Hearings - Statement
 
Statement of Frank R. Lautenberg
Hearing: Full and Subcommittee on Superfund, Toxics and Environmental Health joint hearing entitled, "Legislative Hearing on the Safe Chemicals Act."
Thursday, November 17, 2011

Lautenberg Safe Chemicals Act EPW Hearing Statement

(Remarks as prepared for delivery)

“During the past two years, this committee and subcommittee have held five hearings that identified serious problems with the Toxic Substances Control Act, known as TSCA. Today, we will examine solutions to those problems.

“In our previous hearings, we uncovered dangerous and costly deficiencies in TSCA. This committee heard from the Centers for Disease Control (CDC) officials, who told us their scientists found 212 industrial chemicals – including six carcinogens – coursing through Americans’ bodies.

“Twice we heard from Environmental Protection Agency (EPA) Administrator Lisa Jackson, who told us under current law her agency lacks the tools it needs to regulate high-risk chemicals. And we heard from mothers who shared their anxiety about having no systems for determining which everyday chemicals might harm them or their children. TSCA is so severely flawed that the non-partisan Government Accountability Office (GAO) testified that it is a ‘high risk area of the law.’

“Our hearings revealed that the status quo does not work for the chemical industry, either. In a hearing last February, executives from Dow and DuPont, two major chemical companies, testified in support of reform, in part because of the difficulties their companies face operating under different rules in different states.

“We heard similar messages earlier this year from the chemical maker, BASF, and S.C. Johnson, the global consumer product company. And we heard from colleagues on both sides of the aisle who agreed TSCA must be revised to work better for businesses and the health of our citizens.

“I first introduced legislation to address TSCA’s shortcomings in 2005. Since then, my legislation has evolved to reflect scientific advances and the feedback from a variety of sources, including the chemical industry.

“At a hearing nearly two years ago, I told this committee the bill should be considered an invitation for all to play a part. Many members on our side offered ideas that are included in the newest version of my bill, and I am pleased most of this committee’s Democrats are now cosponsors.

“We also heard from Senator Vitter, who said TSCA reform legislation must be based on sound science, and called for more input from the National Academy of Sciences onchemical risk assessments.
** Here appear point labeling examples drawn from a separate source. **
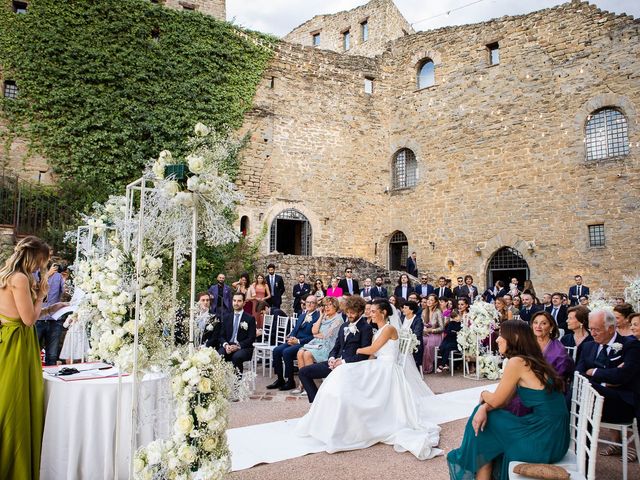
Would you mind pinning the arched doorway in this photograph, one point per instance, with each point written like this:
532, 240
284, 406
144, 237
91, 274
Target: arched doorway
398, 251
505, 264
290, 233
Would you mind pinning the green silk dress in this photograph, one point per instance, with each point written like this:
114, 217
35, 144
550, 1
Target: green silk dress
540, 437
21, 401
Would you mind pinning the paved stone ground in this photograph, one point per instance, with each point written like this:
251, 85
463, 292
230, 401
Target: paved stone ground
379, 461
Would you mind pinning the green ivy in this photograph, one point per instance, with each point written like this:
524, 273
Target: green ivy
99, 96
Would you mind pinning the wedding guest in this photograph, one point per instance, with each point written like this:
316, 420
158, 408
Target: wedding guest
404, 288
276, 286
325, 333
288, 351
21, 385
450, 342
300, 292
238, 333
433, 326
220, 296
353, 334
578, 325
348, 284
413, 323
622, 313
493, 436
334, 290
49, 329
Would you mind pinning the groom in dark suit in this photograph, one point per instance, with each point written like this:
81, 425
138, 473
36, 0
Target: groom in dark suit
238, 334
353, 334
612, 360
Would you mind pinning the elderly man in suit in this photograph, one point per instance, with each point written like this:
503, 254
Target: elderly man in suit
353, 334
612, 363
237, 334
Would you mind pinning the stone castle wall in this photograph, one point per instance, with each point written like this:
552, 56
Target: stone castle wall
384, 22
500, 149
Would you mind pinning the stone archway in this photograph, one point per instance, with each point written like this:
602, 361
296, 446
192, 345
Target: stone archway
290, 233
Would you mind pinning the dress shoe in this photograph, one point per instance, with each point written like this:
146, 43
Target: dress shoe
288, 386
277, 384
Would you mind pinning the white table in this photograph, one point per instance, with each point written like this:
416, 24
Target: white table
80, 425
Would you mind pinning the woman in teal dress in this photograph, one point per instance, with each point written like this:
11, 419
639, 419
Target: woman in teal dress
493, 436
21, 385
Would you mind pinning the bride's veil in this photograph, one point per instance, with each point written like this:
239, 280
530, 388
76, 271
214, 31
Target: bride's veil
412, 375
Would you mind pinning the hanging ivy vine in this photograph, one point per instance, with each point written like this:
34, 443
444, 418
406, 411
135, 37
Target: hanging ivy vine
105, 85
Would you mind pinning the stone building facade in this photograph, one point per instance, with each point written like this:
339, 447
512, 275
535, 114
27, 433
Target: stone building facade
495, 169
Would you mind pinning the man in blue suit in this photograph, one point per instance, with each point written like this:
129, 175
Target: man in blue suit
288, 351
612, 360
353, 334
577, 291
220, 297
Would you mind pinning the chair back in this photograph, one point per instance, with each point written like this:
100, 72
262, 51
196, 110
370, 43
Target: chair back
281, 332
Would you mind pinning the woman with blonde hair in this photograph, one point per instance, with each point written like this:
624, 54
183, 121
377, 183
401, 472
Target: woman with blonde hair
21, 391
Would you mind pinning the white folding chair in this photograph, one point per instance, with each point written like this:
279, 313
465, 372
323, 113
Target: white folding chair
580, 460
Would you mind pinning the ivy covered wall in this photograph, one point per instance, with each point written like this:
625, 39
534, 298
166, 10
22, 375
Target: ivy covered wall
105, 85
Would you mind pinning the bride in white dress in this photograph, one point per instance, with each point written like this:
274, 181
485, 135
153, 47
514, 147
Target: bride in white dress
363, 403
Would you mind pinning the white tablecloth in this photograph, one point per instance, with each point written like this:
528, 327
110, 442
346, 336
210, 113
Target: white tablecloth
80, 425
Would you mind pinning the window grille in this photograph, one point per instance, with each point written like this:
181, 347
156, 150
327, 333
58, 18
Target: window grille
606, 135
405, 169
596, 235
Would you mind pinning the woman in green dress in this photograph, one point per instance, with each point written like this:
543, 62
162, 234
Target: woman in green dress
493, 436
21, 386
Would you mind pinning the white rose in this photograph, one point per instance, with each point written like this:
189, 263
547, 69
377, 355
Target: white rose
171, 187
196, 164
184, 424
201, 130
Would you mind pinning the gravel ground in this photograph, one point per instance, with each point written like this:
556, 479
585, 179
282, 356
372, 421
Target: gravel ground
380, 461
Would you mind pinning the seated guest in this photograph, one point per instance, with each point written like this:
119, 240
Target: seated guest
622, 313
404, 288
237, 334
493, 436
578, 325
353, 334
612, 364
325, 333
433, 326
413, 323
334, 290
450, 342
288, 352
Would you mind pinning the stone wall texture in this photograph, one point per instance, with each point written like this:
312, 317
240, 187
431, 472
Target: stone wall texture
384, 22
500, 148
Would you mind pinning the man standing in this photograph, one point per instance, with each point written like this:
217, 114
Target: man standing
288, 351
349, 284
558, 311
577, 291
300, 291
353, 334
379, 291
528, 308
220, 297
238, 334
276, 286
412, 265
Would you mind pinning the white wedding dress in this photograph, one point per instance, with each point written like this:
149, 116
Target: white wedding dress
363, 403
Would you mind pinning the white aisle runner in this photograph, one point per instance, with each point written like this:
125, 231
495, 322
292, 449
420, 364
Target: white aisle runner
277, 441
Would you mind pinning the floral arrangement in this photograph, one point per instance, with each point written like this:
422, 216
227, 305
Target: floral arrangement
632, 292
202, 383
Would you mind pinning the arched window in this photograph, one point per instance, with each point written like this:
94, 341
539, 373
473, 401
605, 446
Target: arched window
606, 134
426, 74
405, 169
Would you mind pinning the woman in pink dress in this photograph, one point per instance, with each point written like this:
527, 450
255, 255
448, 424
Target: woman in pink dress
433, 322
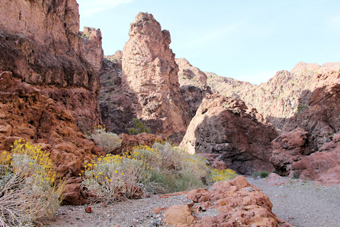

So this year’s version of the Safe Chemicals Act mandates that EPA use the best available science, as defined by the ongoing work of the National Academies.

“Last year, Senators Inhofe and Barrasso raised concerns about inadvertently depriving our economy of chemicals that are essential to daily life. As a result, we have included provisions to ensure the continued availability of chemicals for critical or essential uses.

“Concerns were also raised about our proposal for prioritizing certain chemicals for safety review, so we completely overhauled that section of the bill.

“Earlier this year, Senator Inhofe and I met about trying to make this bill bipartisan, and he suggested a process for getting more ideas from industry and others on the table. Throughout the summer, our staffs held 10 meetings with representatives from industry, labor, and environmental groups on different sections of the Safe Chemicals Act.

“Those meetings increased understanding of the bill’s strengths, as well as areas that could be improved. Today’s hearing is an opportunity for the witnesses and members of this committee to take the next step toward a bipartisan bill.

“If you have concerns with something in the Safe Chemicals Act, I hope you will either offer a suggestion for improving it, or commit to working through the details with us in the next few weeks.

“The bottom line is this: this legislation establishes a strong, but practical system for guaranteeing the safety of chemicals, many of which end up in our bodies and the bodies of our children. And we remain open to other ways of achieving our shared goal of a system that improves safety and encourages continued innovation and growth in the chemical industry. But we must act on this issue soon.

“I plan to call for a vote in this committee in the near future. I hope we will be able to address any concerns raised today so we can approve a bipartisan bill that encourages the use of chemicals that help, and protects our children from the chemicals that harm.”